MONTRÉAL - Christiane Ayotte a «hâte de passer à autre chose». La directrice du laboratoire contre le dopage de l'Institut national de la recherche scientifique en a marre d'entendre parler de Lance Armstrong.
«C'est comme une épée de Damoclès, tant pour les amateurs que pour les observateurs du cyclisme, qui ne peuvent pas s'empêcher de croire qu'il y a quelque chose de mauvais dans le processus. Si ce cas-là peut être réglé, on va pouvoir travailler plus en profondeur et en apprendre. C'est là qu'on a hâte d'arriver.»
Selon les propos qu'elle a tenus à l'émission L'Esprit d'équipe de la chaîne TVA Sports, les preuves sont accablantes.
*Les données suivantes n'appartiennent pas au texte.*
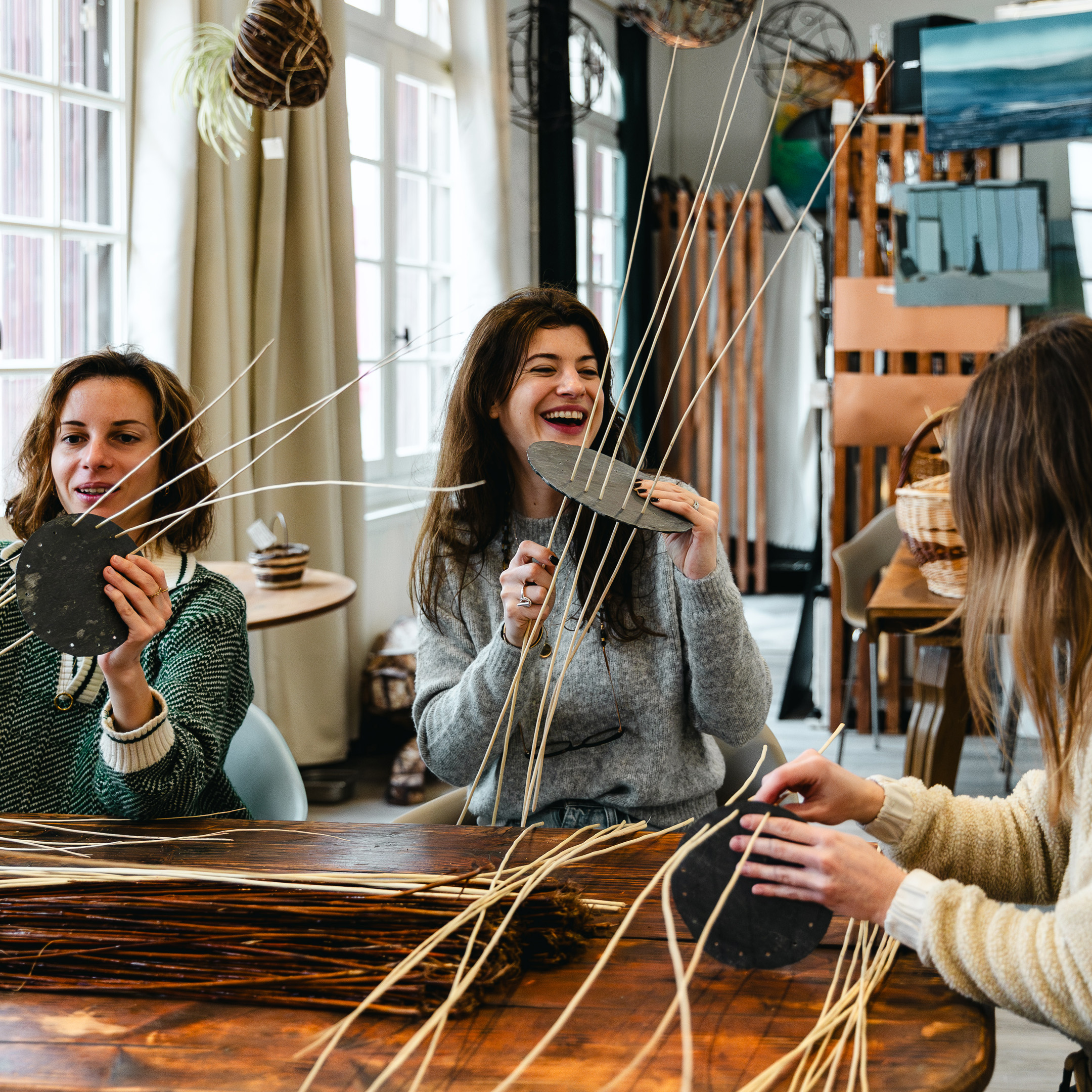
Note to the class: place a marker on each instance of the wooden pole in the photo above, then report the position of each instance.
(684, 311)
(740, 390)
(720, 340)
(757, 261)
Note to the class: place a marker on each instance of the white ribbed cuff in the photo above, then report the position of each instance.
(906, 912)
(893, 820)
(130, 752)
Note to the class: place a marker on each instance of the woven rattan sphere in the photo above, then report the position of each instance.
(690, 24)
(282, 58)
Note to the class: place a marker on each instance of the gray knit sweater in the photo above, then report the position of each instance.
(705, 675)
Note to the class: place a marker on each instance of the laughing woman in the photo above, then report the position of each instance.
(674, 662)
(140, 732)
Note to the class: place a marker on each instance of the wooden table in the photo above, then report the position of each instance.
(901, 604)
(318, 595)
(922, 1035)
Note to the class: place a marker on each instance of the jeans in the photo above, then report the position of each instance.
(581, 814)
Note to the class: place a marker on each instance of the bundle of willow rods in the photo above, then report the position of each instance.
(251, 945)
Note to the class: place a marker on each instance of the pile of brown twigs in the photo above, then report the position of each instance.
(208, 940)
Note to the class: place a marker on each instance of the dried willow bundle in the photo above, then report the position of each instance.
(251, 945)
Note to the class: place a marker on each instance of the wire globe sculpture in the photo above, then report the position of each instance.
(690, 24)
(824, 53)
(587, 68)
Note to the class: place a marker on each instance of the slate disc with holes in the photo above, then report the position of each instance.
(752, 931)
(59, 580)
(554, 462)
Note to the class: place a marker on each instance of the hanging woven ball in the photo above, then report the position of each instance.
(282, 58)
(690, 24)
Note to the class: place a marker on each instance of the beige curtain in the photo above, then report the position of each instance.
(274, 258)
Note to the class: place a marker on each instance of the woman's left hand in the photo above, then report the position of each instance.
(694, 552)
(138, 589)
(841, 872)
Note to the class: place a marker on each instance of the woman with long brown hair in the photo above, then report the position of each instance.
(140, 732)
(1021, 463)
(674, 662)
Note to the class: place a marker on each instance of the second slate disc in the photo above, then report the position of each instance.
(554, 461)
(752, 931)
(59, 580)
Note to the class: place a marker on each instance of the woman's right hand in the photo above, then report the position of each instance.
(831, 794)
(529, 575)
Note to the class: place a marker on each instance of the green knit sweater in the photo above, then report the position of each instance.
(76, 761)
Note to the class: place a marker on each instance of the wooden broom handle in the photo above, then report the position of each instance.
(908, 452)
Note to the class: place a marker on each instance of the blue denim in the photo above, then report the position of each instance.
(575, 814)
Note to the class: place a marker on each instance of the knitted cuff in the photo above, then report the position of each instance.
(906, 913)
(130, 752)
(898, 809)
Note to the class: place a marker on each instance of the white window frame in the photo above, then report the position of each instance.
(397, 52)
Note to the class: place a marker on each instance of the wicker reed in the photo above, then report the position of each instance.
(925, 518)
(282, 58)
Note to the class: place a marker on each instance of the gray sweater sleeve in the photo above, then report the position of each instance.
(727, 681)
(460, 695)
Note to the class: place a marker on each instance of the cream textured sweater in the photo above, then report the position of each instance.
(972, 858)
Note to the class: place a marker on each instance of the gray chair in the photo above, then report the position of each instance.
(739, 762)
(858, 561)
(263, 772)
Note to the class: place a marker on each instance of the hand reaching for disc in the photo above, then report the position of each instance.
(694, 552)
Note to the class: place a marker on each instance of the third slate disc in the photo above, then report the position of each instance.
(752, 931)
(59, 580)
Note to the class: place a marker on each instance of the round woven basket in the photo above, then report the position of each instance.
(924, 513)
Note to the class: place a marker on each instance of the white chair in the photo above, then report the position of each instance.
(858, 561)
(263, 772)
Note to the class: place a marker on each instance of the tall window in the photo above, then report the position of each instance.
(600, 171)
(63, 194)
(402, 139)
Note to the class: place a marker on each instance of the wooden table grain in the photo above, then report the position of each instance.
(319, 593)
(902, 603)
(922, 1035)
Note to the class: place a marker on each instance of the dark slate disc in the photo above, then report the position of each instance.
(554, 461)
(59, 580)
(753, 931)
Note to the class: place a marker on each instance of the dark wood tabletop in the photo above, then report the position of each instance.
(922, 1035)
(902, 601)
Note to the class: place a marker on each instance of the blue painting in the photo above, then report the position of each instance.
(1012, 82)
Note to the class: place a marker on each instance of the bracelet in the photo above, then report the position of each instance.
(504, 637)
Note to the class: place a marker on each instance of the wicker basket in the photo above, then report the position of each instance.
(925, 518)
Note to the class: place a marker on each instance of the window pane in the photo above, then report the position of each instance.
(370, 310)
(411, 307)
(19, 399)
(580, 171)
(22, 154)
(23, 36)
(441, 224)
(439, 137)
(602, 250)
(86, 164)
(85, 44)
(367, 230)
(24, 281)
(86, 296)
(413, 194)
(411, 132)
(441, 315)
(439, 23)
(413, 16)
(372, 413)
(412, 412)
(363, 99)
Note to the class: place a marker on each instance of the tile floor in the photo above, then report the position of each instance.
(1029, 1056)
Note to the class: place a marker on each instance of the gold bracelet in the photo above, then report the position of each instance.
(504, 637)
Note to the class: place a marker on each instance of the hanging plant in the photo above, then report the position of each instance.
(278, 58)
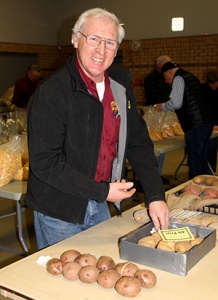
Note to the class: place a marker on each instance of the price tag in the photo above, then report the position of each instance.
(176, 234)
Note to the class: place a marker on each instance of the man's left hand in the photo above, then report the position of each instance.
(159, 213)
(158, 106)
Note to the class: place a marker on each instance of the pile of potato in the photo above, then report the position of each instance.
(126, 278)
(155, 241)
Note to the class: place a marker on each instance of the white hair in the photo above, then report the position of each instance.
(98, 13)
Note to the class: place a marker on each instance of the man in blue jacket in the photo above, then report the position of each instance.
(83, 123)
(186, 99)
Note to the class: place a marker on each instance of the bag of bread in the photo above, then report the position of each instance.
(10, 160)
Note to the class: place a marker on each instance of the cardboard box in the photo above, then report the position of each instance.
(175, 263)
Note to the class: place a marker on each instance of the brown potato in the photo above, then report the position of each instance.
(54, 266)
(108, 278)
(147, 278)
(196, 241)
(128, 286)
(199, 179)
(86, 259)
(88, 274)
(166, 245)
(141, 215)
(209, 180)
(105, 263)
(182, 247)
(69, 255)
(157, 237)
(148, 241)
(71, 270)
(126, 268)
(193, 189)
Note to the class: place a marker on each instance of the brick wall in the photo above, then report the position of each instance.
(196, 54)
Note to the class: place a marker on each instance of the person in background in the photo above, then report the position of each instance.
(82, 124)
(186, 99)
(26, 86)
(155, 87)
(156, 91)
(210, 90)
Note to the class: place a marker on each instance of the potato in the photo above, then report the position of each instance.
(147, 278)
(105, 263)
(166, 245)
(88, 274)
(128, 286)
(157, 237)
(209, 180)
(141, 215)
(54, 266)
(126, 268)
(108, 278)
(182, 247)
(193, 189)
(148, 241)
(86, 259)
(196, 241)
(71, 270)
(215, 183)
(199, 179)
(69, 255)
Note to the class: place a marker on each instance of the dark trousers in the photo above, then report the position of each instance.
(212, 153)
(197, 141)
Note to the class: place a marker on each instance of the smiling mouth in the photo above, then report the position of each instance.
(97, 59)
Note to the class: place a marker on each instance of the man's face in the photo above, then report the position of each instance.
(95, 60)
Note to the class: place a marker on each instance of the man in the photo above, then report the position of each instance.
(210, 90)
(156, 91)
(78, 138)
(186, 99)
(26, 86)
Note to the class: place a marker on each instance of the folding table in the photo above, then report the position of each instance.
(15, 190)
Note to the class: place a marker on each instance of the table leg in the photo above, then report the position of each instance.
(20, 228)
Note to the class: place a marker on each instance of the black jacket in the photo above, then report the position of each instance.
(64, 135)
(194, 110)
(156, 89)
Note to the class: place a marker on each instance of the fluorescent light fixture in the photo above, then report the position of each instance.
(177, 24)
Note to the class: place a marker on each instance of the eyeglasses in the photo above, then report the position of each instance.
(95, 41)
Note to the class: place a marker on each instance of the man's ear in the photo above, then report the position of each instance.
(75, 41)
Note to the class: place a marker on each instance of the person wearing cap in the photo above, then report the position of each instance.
(156, 90)
(186, 99)
(210, 90)
(26, 86)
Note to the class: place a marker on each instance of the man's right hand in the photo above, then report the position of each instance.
(120, 190)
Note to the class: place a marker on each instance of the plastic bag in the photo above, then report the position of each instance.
(10, 160)
(162, 124)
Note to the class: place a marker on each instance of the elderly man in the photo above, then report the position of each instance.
(83, 123)
(186, 99)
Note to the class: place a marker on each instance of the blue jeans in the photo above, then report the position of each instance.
(197, 140)
(160, 161)
(50, 230)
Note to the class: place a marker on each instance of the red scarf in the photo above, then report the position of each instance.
(111, 125)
«On n'a pas de tests positifs, mais des profils sanguins. Il y a aussi des témoignages. Il semblerait que ce soit un cas assez solide. L'Agence américaine antidopage ne peut pas s'être embarquée dans le bateau sans avoir quelque chose de solide, parce que ça peut lui revenir en plein visage.»
«Si l'Agence ne l'avait pas fait, elle se serait fait blâmer d'avoir tenté de protéger un athlète, a-t-elle poursuivi. On est dans une dynamique où les protagonistes ont campé leurs positions. C'est quasiment: "tu gagnes ou je meurs".»
Une patate chaude
D'ailleurs, l'attitude d'Armstrong a joué en sa défaveur, selon Ayotte.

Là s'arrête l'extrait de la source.